Dl-3-n-Butylphthalide Promotes Remyelination and Suppresses Inflammation by Regulating AMPK/SIRT1 and STAT3/NF-κB Signaling in Chronic Cerebral Hypoperfusion

Demyelination in vascular dementia (VD) is partly attributable to inflammation induced by chronic cerebral hypoperfusion (CCH). Remyelination contributes to the recovery of cognitive impairment by inducing the proliferation and differentiation of oligodendrocyte progenitor cells.
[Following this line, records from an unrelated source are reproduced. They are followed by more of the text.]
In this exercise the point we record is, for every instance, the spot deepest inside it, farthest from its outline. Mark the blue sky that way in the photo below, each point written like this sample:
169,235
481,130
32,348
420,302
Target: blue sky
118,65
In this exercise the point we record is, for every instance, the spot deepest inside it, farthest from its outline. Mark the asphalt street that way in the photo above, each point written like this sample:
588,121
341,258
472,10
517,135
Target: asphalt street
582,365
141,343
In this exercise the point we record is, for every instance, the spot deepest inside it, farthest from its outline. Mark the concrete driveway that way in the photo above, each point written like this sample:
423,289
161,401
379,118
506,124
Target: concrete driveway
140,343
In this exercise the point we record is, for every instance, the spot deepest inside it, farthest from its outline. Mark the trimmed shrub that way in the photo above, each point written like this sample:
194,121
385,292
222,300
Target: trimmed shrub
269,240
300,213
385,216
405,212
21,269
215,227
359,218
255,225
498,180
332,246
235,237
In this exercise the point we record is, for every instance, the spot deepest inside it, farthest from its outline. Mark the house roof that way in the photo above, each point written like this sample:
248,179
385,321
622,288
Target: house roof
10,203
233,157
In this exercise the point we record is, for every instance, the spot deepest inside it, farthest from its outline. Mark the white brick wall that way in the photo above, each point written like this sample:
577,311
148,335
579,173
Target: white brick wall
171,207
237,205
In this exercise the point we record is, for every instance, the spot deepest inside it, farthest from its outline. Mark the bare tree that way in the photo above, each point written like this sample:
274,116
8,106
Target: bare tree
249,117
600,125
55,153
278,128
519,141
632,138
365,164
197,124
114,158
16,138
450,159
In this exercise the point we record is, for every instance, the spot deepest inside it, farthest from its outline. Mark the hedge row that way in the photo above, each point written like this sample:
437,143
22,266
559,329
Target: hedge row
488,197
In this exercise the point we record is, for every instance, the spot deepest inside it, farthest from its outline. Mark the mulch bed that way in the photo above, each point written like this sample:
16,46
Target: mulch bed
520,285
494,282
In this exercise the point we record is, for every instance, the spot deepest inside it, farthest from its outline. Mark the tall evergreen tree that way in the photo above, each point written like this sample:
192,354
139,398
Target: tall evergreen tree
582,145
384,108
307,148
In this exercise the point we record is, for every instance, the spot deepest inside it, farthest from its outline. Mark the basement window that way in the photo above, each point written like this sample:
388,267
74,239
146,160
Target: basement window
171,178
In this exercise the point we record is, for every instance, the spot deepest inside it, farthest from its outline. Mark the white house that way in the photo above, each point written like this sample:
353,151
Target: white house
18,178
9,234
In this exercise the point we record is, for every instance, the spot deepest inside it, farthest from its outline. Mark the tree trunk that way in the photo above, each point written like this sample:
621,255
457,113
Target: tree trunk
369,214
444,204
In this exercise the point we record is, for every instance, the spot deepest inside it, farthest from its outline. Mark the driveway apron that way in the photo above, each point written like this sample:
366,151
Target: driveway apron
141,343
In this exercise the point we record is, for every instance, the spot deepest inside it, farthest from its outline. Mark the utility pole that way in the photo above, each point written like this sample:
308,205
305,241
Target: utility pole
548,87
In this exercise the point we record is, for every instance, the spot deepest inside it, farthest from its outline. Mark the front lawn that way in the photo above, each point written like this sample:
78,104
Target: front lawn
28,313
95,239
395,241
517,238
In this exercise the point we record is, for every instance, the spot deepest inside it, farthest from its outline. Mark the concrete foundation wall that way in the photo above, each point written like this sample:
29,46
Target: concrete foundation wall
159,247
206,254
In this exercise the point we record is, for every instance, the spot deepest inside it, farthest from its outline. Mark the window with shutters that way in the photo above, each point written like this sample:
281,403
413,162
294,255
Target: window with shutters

It was previously reported that Dl-3-n-butylphthalide (NBP) promotes cognitive improvement. However, whether NBP can stimulate remyelination and suppress inflammation after CCH remains unclear. To answer this question, the present study investigated the effects of NBP on remyelination in a rat model of CCH established by bilateral carotid artery occlusion. Functional recovery was evaluated with the Morris water maze (MWM) test, and myelin integrity, regeneration of mature oligodendrocytes, and inhibition of astrocyte proliferation were assessed by immunohistochemistry and histologic analysis. Additionally, activation of 5 ' AMP-activated protein kinase (AMPK)/Sirtuin (SIRT)1 and Signal transducer and activator of transcription (STAT)3/nuclear factor (NF)-kappa B signaling pathways was evaluated by western blotting. The results showed that NBP treatment improved memory and learning performance in CCH rats, which was accompanied by increased myelin integrity and oligodendrocyte regeneration, and reduced astrocyte proliferation and inflammation. Additionally, NBP induced the activation of AMPK/SIRT1 signaling while inhibiting the STAT3/NF-kappa B pathway. These results indicate that NBP alleviates cognitive impairment following CCH by promoting remyelination and suppressing inflammationviamodulation of AMPK/SIRT1 and STAT3/NF-kappa B signaling.